# rainbird consumer vs pro



## kolbasz (Jun 7, 2017)

I am sure this goes for all sprinklers, but whats the biggest difference between the consumer big box version of heads and the more pro-sumer/pro ones you get at an irrigation store?

I ask because I had to replace 2 heads in my system. I have rainbird maxipaws. The ones at home depot are the AG5 and the ones at the irrigation stores are the 2045. Looking at rainbirds comparison chart, I saw no difference, other than maybe the inclusion of a low angle nozzle. Is this truly the only real difference or is there more in the guts that is different and making a difference as to why I should be buy the pro version vs what is at home depot. Cost wise they are very similar, so what gives?


----------



## Ecks from Tex (Apr 26, 2018)

kolbasz said:


> I am sure this goes for all sprinklers, but whats the biggest difference between the consumer big box version of heads and the more pro-sumer/pro ones you get at an irrigation store?
> 
> I ask because I had to replace 2 heads in my system. I have rainbird maxipaws. The ones at home depot are the AG5 and the ones at the irrigation stores are the 2045. Looking at rainbirds comparison chart, I saw no difference, other than maybe the inclusion of a low angle nozzle. Is this truly the only real difference or is there more in the guts that is different and making a difference as to why I should be buy the pro version vs what is at home depot. Cost wise they are very similar, so what gives?
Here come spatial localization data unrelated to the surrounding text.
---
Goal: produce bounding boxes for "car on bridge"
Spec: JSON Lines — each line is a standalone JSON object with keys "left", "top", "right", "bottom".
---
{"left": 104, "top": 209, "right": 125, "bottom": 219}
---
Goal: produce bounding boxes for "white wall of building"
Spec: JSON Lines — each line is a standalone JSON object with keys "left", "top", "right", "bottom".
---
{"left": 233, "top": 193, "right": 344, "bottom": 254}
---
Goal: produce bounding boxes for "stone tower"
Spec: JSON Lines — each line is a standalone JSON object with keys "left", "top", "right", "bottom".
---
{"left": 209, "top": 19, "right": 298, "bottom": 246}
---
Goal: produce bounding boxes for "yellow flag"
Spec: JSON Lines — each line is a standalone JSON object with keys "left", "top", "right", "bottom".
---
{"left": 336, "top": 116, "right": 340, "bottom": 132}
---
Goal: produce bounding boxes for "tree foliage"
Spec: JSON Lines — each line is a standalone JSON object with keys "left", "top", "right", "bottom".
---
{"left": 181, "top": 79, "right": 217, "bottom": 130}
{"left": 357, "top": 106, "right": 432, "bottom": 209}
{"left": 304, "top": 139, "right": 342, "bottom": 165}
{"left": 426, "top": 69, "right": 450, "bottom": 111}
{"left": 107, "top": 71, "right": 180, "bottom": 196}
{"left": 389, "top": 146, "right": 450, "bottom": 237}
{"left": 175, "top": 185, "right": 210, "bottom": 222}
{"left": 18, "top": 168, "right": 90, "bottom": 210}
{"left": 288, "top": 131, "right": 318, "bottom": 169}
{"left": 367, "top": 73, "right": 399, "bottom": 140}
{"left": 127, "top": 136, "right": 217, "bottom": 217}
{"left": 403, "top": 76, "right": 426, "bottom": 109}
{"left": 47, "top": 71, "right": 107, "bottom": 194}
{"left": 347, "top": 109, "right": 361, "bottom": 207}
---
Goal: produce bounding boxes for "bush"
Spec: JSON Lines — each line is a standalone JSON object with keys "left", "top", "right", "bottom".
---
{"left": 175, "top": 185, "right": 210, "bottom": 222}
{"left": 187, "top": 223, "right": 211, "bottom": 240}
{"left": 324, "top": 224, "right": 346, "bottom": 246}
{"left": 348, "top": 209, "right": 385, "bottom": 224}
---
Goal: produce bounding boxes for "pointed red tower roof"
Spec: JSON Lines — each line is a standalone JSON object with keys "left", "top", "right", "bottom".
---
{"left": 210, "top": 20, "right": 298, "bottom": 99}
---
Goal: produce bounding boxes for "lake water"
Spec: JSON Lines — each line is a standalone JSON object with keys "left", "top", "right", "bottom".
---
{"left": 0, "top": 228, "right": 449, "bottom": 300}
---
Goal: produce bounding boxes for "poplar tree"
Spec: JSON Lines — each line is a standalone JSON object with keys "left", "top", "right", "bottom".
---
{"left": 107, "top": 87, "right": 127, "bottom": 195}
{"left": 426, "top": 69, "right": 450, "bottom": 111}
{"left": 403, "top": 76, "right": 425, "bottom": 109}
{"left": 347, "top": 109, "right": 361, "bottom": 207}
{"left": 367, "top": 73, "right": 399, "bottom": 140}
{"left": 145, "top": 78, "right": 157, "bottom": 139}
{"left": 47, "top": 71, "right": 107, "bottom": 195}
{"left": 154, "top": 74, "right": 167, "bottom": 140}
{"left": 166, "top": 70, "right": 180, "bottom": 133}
The stores are constantly behind on the most recent models and versions of rain bird sprinklers and all other brands. I have learned to only buy from a big box store if I'm needing a quick fix right away.

When you order online or go to a professional sprinkler store you have the best models and you get to put the most thought into the heads, ie, what is the water flow gpm etc. Honestly that's why I like to order online from sprinkler warehouse. I get exactly what I want and I plan it out.

Also the only "pro" rainbird sprinklers I can think of are the professional rotor sprays (I think model 5000 and up). Nothing wrong with these and I have found them to be helpful, but they are not necessary to have a good system.


----------



## kolbasz (Jun 7, 2017)

Ecks from Tex said:


> kolbasz said:
> 
> 
> > I am sure this goes for all sprinklers, but whats the biggest difference between the consumer big box version of heads and the more pro-sumer/pro ones you get at an irrigation store?
> ...


Awesome, thanks. Thats what I was hoping. So essentially the difference between the 2045 and AG-5 is the exclusion of the low angle nozzles. Not a game breaker for me.


----------